Bergsma has been on a tear since finishing seventh, seventh and eighth in her three individual races in Sochi as part of U.S. speed skating’s much-publicized failure for multiple reasons. She went into those Winter Games favored to become the first U.S. woman to win an Olympic speed skating medal since 2002.
“Really motivated, I just want to come back and prove that I can do it,” said Bergsma, a former inline skater from North Carolina who made her Olympic debut in 2010.
She moved to the Netherlands two months after Sochi and married Dutch Olympic 10,000m champion Jorrit Bergsma, who had proposed to her in April 2013 by etching “Will You Marry Me?” into Myrtle Beach sand on a family vacation. Bergsma is still learning the native language. On Saturday, she answered the first few questions in an interview with Netherlands broadcaster NOS in Dutch, then switched to English.
“I can understand it really good, but speaking, especially after a race, all the words just disappear,” Bergsma later said in a phone interview, adding that she takes hourlong Skype lessons five days per week.
In the last three seasons, Bergsma broke the 1000m and 1500m world records and won world titles in the 500m and 1000m. Teammate Brittany Bowe snatched the 1000m mark eight days after Bergsma reset it, but Bowe is out due to effects from a July concussion. Bergsma has not been as strong in the 500m this season and finished eighth in the worlds race Friday.
Bergsma used the 500m this week as “a wake-up to the system.” Training more endurance in recent years, her opening 100-meter times have slowed, and she’s less able to keep up with the sprint specialists.
“In the first 100 meters I’m losing half a second,” she said. “When you have an extra lap there or two in the 1500m, you’re able to relax more and keep the speed better. I feel better in the 1000m, but the 1500m is still one of my favorites.”
Bergsma could skate in five events at the Olympics — 500m, 1000m, 1500m, team pursuit and mass start — but the 500m is droppable given its place on the schedule, one day before the team pursuit begins. If Bergsma cedes the 500m, she would have at least one day off between each event in PyeongChang.

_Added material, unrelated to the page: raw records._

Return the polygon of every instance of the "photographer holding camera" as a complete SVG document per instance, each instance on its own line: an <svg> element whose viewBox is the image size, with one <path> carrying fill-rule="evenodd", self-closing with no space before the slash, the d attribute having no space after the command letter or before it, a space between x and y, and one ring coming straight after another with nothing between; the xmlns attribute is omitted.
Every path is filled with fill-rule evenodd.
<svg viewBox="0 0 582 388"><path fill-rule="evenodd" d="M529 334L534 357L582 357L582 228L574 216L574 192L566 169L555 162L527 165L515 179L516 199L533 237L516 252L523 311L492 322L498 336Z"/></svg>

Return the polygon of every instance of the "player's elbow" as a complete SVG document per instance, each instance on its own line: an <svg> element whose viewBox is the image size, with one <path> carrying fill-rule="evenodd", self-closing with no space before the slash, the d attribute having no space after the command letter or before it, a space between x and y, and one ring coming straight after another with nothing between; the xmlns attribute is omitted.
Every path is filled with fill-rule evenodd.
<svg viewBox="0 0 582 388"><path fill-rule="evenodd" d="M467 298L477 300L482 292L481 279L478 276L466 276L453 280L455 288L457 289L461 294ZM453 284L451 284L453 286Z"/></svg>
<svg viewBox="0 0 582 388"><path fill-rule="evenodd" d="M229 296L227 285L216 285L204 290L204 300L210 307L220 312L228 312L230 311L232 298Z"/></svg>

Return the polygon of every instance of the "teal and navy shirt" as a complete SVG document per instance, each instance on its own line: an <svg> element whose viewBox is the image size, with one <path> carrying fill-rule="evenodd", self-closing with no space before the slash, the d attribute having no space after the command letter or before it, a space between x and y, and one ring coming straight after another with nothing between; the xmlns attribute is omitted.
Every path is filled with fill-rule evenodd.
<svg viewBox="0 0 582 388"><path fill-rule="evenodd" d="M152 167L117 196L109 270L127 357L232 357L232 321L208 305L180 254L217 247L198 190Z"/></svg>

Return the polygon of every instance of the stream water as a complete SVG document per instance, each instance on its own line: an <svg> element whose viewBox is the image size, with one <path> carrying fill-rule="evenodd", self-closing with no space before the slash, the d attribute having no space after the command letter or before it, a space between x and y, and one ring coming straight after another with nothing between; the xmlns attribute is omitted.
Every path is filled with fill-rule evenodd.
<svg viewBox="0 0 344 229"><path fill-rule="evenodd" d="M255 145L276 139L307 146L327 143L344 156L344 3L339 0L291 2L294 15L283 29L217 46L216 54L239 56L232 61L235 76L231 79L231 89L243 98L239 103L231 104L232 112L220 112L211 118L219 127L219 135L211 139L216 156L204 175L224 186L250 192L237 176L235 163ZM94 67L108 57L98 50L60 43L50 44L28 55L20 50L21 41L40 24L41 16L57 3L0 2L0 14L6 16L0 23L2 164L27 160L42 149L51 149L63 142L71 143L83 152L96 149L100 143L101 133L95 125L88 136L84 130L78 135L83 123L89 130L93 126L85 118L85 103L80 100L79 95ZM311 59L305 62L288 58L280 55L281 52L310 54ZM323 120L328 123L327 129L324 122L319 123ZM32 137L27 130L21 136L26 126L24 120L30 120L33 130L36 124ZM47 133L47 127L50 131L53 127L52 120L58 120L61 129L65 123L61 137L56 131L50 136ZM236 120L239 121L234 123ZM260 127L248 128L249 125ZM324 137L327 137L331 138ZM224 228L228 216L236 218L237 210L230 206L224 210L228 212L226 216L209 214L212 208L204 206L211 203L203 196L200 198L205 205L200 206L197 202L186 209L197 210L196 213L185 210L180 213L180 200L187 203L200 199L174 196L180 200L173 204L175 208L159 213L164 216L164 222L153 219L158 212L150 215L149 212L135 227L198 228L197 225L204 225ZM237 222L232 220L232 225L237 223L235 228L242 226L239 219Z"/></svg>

Also Saturday, four-time Olympic medalist Shani Davis placed fifth in the men’s 1000m, .72 of a second behind winner Kjeld Nuis, the World Cup leader from the Netherlands. Canadian Vincent De Haitre took silver, followed by another Dutch skater, Kai Verbij.
The Czech Republic’s Martina Sablikova won her 11th straight Olympic or world title in the 5000m. Germany’s Claudia Pechstein, a 44-year-old with nine Olympic medals, took silver, 1.55 seconds behind.
Jorrit Bergsma took silver, 5.06 seconds behind Sven Kramer in the 10,000m. Bergsma was one second faster than Kramer through 23 of 25 laps in the grueling, 13-minute race, before fading horribly in the last 800 meters.